A WTO annual overview into China commerce coverage in 2022 additionally discovered it had billions in non-declared subsidies, she says. “We found additional . . . subsidies that were not notified by China. We reported it.”
Members wanted to replace the settlement on subsidies and countervailing measures, she says. Nevertheless it couldn’t simply be about China.

“The EU and others are not the only complainants about these issues of a level playing field. China itself complains about subsidies in agriculture. The developing countries complain about the need for them to have what they call policy space to industrialise and for them to be able to give certain subsidies that are not recognised. Green subsidies are not talked about.”

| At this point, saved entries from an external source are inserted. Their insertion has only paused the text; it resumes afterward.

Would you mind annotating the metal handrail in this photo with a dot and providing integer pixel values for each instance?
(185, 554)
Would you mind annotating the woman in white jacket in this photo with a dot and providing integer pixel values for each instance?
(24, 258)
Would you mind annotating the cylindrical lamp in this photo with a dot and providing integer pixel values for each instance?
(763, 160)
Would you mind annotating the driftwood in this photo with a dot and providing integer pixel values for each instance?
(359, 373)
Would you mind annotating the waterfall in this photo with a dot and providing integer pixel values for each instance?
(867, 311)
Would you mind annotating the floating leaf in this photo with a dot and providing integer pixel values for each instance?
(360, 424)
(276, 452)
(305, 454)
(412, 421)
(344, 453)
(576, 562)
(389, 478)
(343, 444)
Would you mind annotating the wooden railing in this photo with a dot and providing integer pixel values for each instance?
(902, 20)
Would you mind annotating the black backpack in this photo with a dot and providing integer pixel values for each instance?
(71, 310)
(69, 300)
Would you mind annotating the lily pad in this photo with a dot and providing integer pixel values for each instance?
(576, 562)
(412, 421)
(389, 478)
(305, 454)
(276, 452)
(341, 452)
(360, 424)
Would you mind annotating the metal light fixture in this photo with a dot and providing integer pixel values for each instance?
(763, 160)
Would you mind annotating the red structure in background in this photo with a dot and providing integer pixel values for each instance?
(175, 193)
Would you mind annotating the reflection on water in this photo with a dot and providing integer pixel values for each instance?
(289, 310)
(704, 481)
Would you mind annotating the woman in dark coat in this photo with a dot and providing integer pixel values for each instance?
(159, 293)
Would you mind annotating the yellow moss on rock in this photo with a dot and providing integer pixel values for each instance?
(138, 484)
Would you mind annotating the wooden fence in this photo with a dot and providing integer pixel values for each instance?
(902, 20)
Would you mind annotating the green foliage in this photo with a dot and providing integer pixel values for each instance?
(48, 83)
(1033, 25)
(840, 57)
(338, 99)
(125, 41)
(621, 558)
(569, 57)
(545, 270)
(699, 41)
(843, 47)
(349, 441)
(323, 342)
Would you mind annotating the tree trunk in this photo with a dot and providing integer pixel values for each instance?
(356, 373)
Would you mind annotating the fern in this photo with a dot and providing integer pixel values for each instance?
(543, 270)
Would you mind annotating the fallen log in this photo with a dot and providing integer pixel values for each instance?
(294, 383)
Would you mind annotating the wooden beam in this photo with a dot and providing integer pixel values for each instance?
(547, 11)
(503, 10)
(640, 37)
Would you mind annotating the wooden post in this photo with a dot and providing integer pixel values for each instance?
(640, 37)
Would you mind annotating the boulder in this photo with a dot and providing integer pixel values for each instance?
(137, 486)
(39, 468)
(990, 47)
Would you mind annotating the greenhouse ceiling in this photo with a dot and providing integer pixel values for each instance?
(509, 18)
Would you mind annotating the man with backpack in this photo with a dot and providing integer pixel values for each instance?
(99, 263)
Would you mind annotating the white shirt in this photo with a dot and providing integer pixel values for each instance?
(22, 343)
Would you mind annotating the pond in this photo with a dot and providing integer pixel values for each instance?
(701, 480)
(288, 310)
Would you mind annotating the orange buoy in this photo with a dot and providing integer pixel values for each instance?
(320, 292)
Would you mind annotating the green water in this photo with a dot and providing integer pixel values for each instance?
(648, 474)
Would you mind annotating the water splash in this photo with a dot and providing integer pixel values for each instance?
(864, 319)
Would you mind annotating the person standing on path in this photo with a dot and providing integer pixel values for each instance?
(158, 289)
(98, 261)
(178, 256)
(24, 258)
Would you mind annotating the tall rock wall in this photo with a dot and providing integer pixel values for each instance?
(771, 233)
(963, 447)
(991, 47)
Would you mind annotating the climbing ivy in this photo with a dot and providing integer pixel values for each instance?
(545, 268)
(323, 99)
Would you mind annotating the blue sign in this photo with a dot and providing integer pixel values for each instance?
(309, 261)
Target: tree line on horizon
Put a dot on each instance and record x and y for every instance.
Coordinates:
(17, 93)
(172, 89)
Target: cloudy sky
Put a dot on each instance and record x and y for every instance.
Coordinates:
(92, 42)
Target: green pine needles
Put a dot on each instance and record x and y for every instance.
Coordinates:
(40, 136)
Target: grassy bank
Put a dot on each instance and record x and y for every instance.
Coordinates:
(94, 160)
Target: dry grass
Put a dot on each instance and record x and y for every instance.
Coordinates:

Members have already discovered methods to beat US opposition. The US has lengthy hamstrung the physique’s dispute settlement mechanism by refusing to nominate arbitrators to a panel that hears appeals. This implies it can not subject rulings about what retaliatory measures international locations can take,
However dozens of members, together with the EU and China, have joined another voluntary system and apply its rulings.
One other group is urgent forward with new guidelines on companies commerce.
“The WTO can be thought of as a football umpire, whose authority can be considerable but is utterly dependent on the players all agreeing that the game needs rules and that it’s helpful to have someone arbitrate them,” says Dmitry Grozoubinski, a former commerce negotiator for Australia and senior adviser at Aurora Macro Methods, a consultancy.
“While the system will not be able to discipline US policy extremes, and may have limits in curtailing the retaliation to them, many members will not want to see it destroyed or abandoned,” he says. “A process and law-driven approach to trade disputes remains attractive to smaller powers that risk being outmatched in bilateral talks by bigger players, and to reflexive institution-builders like the EU.”
However Todd Friedbacher, worldwide commerce accomplice at Sidley, the legislation agency, says the system may nonetheless be splintered by “a domino effect of protectionist responses, as increasingly cheap imports diverted away from the US and towards other countries strain domestic industries”.
“Without a co-ordinated response — such as a return to 1980s-style managed trade — the US tariffs will ultimately drive a wedge between the US’s trading partners, who will fight trade diversion with their own tariff walls. It’s hard to see who wins from the chaos.”
Nonetheless, Friedbacher provides, that can drive international locations to hunt the shelter of regional commerce offers, such because the Complete and Progressive Settlement for Trans-Pacific Partnership spanning 12 international locations from Canada to Japan.
“The CPTPP is a prime candidate for expansion. We could expect accelerated efforts by Indonesia and China to join.”
Ignacio García Bercero, a former European Fee commerce official and visiting fellow on the Bruegel think-tank, says that together with the EU, these international locations may “form a broad coalition of countries that commit to abide by WTO rules in any negotiations with the US or in responding to trade deflection caused by US-China tariffs”.
“The same coalition should develop a common strategy on how to reform the WTO. In so far as the US, China or others become obstacles to such reform, they should be ready to conclude open plurilateral agreements outside the WTO framework,” he says.